Nun sind wir in der Gegenwart angekommen, und die Gesichtserkennung ist zum Mainstream geworden.
Es ist an der Zeit, die Abwägung zwischen Privatsphäre und Bequemlichkeit zu überdenken und zu überlegen, ob Gesichtserkennung am Checkout cool ist oder doch allzu Black Mirror-artig.
Wichtigste Erkenntnisse
- Die Technologie der Gesichtserkennung wird immer allgegenwärtiger, vom Entsperren von Smartphones bis hin zum Check-in am Flughafen.

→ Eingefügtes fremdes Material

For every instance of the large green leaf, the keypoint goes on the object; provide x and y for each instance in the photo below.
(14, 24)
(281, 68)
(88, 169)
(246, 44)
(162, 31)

- Der Einsatz von Gesichtserkennung für Zahlungen im Einzelhandel scheint praktisch zu sein. Allerdings wird dabei der Faktor Datenschutz außer Acht gelassen.
- Vorfälle mit unberechtigter Gesichtserkennung, wie z. B. an der University of Waterloo und im Einkaufszentrum von Cadillac Fairview, verdeutlichen die Risiken der Verletzung der Privatsphäre.
- Zahlreiche Datenpannen unterstreichen die Notwendigkeit der Informationssicherheit, bevor biometrische Technologien in großem Umfang im Einzelhandel eingesetzt werden.
Gesichtserkennung im Einzelhandel
Als an der University of Waterloo in Kanada intelligente Verkaufsautomaten aufgestellt wurden, dachte niemand daran, allzu viele Fragen zu stellen.
Sobald jedoch ein Schüler eine Packung M&Ms abholen wollte, erschien auf dem Display eine Fehlermeldung zur Gesichtserkennung.
Diese verriet, dass eine Software zur Gesichstanalyse zur Erfassung von Daten wie Alter und Geschlecht der Schüler verwendet wurde.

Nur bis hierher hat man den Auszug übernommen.